Cranston always played the most hardball politics around. Four years before he was elected to the Senate, he entered and lost the 1964 senatorial primary to Pierre Salinger, John Kennedy’s former press secretary, who then lost in the general election to GOP song-and-dance man George Murphy. The presumed Democratic front-runner had been state Attorney General Stanley Mosk, but Mosk had mysteriously dropped out of the race that spring. Thirty years later, in a 1994 cover story in the Weekly, Charles Rappleye and David Robb reported that Mosk‘s sudden exit was the direct consequence of an extramarital affair he’d been having with a young woman deeply involved in the world of organized crime. A political operative for Governor Pat Brown (a Cranston ally) had endeavored to document this relationship, and William Parker‘s LAPD had reportedly come into possession of compromising photos of Mosk and the young woman. Two sources — one of them a prominent Democratic newspaper publisher — told the Weekly that Cranston had shown them those photos in the spring of ’64 in an effort to get Mosk to drop from the race. Cranston said their memory was playing tricks on them. (Brown then appointed Mosk to the California Supreme Court, where he serves to this day, at age 89, as one of the most distinguished liberal jurists in the nation.)
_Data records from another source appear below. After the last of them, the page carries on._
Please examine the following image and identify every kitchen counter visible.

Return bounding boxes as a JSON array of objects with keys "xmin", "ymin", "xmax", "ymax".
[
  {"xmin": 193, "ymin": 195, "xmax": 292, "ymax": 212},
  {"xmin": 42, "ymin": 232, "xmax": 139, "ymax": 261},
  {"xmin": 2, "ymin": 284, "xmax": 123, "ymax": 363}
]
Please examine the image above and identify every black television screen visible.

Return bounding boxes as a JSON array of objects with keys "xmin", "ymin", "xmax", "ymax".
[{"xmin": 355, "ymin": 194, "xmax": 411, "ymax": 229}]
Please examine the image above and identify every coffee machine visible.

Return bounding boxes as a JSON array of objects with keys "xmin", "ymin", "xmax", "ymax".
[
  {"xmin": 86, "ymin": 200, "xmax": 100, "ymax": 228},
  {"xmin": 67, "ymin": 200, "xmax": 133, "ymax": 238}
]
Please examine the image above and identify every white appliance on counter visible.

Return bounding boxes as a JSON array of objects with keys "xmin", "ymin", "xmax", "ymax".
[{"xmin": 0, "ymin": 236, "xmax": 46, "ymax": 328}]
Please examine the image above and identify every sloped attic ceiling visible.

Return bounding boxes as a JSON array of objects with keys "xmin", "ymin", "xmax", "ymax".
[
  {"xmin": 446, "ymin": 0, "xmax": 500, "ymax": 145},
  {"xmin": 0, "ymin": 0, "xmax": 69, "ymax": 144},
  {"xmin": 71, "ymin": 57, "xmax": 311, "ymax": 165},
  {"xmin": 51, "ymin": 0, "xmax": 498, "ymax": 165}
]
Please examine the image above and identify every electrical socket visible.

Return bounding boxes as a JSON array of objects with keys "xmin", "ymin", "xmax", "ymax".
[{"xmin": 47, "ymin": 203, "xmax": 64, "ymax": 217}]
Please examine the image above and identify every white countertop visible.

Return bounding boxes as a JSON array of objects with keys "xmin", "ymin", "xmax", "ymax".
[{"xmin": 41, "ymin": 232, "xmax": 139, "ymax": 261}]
In the case of Charles Keating, however, the allegations against Cranston came sooner and with a good deal more fanfare. Reprimanded by his colleagues in 1991 for ”an impermissible pattern of conduct,“ Cranston did not seek re-election two years later.

In the eight years since he left office, Cranston‘s understanding of the dynamics of California politics has been totally borne out. The Democrats have established themselves the state’s majority party over the past half-decade, in large part due to the establishment of the very kind of ongoing field operation he and Ganz had tried to put in place a decade earlier. (Today‘s operation is the handiwork of the state’s new-model, Latino-led labor movement.) The importance of money, of course, has been magnified as well. The vast sums that Cranston raised from the state‘s leading industries have been dwarfed by the amounts that Dianne Feinstein, Gray Davis and Barbara Boxer have amassed to stay in office. Lincoln Savings has given way to the Lincoln Bedroom. The price of doing good has continued to rise.

In a way, it was a blessing that Cranston was able to devote his last years to organizing quietly, efficiently, to rebuild the movement against nuclear weapons. His years in power, when he crusaded, successfully, to stop the Vietnam War and to preserve the California desert, came at a steep price to his reputation and his honor. His years before and after power, when he crusaded in vain for world government and disarmament, have no such taint. More than any other single figure I can think of, he came to personify the Democratic Party at its most principled — and its most indentured.